Jump to content

Parsoid/Incremental re-parsing after wikitext edit

From mediawiki.org

There are two classes of issues:

  • Wikitext syntax changing the semantics of neighboring content: <nowiki>, unbalanced }} / {{ etc
  • Unbalanced tags changing the DOM structure or combining with the DOM of neighboring content: Somebody inserting an unclosed <div> somewhere etc., converting a paragraph in the middle of lists into a list item etc.

The first issue can be treated conservatively by matching all diffs against a regexp containing potentially problematic wikitext syntax, and reverting to a full re-parse if any diff matches.

As for the second, we can handle it as follows. If 's' is the offset in the original wikitext where the diff shows up, we can use DSR information in the DOM to find B, the top-level block (a direct child of the body) in the original DOM corresponding to the offset 's'. We now reparse the new wikitext corresponding to B (original wikitext of B + wikitext diffs applied to it) giving us a new set of top level nodes. If one of the following is true, the range needs to be expanded to include neighboring top-level nodes or (conservatively) the entire document.

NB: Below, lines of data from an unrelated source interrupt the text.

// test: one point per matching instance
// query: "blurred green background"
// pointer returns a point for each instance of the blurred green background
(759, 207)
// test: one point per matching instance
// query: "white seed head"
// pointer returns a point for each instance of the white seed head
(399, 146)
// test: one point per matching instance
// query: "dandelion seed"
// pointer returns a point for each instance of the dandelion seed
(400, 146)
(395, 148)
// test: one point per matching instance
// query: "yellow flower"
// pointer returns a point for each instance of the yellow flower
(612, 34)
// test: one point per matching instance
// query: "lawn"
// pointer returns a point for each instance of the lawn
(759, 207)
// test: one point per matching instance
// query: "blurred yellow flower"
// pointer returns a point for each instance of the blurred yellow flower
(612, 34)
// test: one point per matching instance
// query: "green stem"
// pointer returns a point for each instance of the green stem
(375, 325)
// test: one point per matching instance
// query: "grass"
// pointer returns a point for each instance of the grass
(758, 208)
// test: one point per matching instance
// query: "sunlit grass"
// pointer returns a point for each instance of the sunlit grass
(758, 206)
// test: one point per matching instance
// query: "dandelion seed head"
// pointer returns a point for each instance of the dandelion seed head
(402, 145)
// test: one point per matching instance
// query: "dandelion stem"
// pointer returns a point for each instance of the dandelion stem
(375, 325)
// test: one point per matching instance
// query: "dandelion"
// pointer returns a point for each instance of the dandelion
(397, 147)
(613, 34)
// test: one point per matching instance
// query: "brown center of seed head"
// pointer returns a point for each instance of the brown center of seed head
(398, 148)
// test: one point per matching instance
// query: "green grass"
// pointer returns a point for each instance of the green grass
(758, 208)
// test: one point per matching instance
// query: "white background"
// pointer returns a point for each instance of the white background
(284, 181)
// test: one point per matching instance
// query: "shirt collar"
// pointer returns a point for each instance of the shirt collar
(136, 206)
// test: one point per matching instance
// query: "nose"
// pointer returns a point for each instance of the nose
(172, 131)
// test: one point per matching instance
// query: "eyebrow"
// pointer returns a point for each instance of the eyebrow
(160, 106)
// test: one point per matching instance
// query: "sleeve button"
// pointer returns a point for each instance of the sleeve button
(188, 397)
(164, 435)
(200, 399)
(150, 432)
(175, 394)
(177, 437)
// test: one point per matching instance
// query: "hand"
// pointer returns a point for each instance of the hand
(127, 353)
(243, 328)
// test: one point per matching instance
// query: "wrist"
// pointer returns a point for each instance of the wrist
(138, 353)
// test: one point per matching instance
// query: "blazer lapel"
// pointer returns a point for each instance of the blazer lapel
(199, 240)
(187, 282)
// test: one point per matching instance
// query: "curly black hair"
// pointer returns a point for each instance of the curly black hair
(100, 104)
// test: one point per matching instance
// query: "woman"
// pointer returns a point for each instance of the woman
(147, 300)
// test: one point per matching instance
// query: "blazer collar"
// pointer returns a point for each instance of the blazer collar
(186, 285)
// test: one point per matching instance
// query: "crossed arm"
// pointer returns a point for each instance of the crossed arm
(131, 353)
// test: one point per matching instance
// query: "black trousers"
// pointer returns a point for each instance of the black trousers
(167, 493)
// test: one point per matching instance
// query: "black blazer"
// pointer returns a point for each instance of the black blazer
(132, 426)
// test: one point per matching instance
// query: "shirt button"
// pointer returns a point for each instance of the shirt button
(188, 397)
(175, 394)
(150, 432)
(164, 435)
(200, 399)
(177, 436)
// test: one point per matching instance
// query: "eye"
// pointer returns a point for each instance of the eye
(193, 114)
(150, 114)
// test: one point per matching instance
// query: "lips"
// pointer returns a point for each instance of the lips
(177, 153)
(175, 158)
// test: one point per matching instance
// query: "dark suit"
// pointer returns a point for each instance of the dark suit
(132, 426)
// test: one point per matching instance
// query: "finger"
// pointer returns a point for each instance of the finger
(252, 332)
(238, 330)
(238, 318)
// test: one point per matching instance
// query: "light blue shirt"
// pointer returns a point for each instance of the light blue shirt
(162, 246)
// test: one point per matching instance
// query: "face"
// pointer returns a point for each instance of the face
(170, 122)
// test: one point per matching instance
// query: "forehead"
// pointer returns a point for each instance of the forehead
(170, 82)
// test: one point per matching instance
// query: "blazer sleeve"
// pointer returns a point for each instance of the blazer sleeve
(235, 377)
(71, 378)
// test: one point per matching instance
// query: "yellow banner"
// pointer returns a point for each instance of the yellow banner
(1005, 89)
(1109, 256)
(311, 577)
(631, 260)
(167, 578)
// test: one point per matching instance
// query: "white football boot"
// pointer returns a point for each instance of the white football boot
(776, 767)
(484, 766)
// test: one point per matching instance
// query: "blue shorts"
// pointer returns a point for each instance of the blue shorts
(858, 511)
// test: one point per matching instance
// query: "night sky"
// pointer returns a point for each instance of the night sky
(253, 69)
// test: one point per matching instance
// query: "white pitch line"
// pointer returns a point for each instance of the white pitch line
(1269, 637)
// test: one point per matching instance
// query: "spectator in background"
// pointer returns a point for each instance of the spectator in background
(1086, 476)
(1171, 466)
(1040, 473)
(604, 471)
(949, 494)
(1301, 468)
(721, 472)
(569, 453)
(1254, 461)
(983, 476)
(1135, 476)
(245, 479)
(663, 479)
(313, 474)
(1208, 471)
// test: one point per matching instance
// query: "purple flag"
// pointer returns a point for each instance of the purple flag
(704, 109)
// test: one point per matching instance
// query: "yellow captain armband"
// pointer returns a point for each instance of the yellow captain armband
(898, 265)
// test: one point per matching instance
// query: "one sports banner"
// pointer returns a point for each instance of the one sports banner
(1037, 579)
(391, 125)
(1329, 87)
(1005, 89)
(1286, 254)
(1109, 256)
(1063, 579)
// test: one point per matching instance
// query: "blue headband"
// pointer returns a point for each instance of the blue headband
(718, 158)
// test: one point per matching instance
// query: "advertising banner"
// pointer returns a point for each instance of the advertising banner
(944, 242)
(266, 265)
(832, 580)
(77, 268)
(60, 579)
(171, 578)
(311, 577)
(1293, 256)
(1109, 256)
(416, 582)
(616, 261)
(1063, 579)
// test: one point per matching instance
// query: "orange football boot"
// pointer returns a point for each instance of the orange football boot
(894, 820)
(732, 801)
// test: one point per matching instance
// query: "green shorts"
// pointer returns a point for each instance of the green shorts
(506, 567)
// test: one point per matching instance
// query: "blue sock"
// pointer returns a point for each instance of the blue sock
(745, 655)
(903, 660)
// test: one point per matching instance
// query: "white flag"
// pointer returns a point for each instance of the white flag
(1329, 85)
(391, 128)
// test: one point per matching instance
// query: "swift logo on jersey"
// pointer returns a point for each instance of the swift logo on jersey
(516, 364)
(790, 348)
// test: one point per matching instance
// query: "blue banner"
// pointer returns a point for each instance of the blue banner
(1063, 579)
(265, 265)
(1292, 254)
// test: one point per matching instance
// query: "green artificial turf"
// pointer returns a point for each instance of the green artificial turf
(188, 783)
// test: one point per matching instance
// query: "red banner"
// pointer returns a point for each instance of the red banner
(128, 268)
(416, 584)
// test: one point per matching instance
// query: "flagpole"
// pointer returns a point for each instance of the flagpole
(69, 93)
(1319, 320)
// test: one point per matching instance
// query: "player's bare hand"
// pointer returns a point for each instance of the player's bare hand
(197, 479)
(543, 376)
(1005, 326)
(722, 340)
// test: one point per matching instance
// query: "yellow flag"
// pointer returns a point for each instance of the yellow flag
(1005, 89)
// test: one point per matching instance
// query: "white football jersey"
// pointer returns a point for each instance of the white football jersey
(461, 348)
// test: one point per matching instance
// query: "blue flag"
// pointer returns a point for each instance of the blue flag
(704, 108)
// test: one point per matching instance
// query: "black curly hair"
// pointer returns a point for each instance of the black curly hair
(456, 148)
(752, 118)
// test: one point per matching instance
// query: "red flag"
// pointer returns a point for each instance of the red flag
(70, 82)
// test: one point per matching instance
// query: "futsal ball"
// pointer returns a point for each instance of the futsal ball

  • the new set has more than one top-level node (ex: P changes to P,P ) OR
  • the name of the single top-level node is different than B's name (ex: P changes to UL) OR
  • the single top-level node has auto-inserted end tags inserted by the tree

Since most edits are simple text changes, link insertion or other simple inline edits, this simple and conservative approach should still provide a major capacity improvement. If it turns out to be worth it, we can later refine the handling of some cases from the conservative re-parse everything to something more intelligent.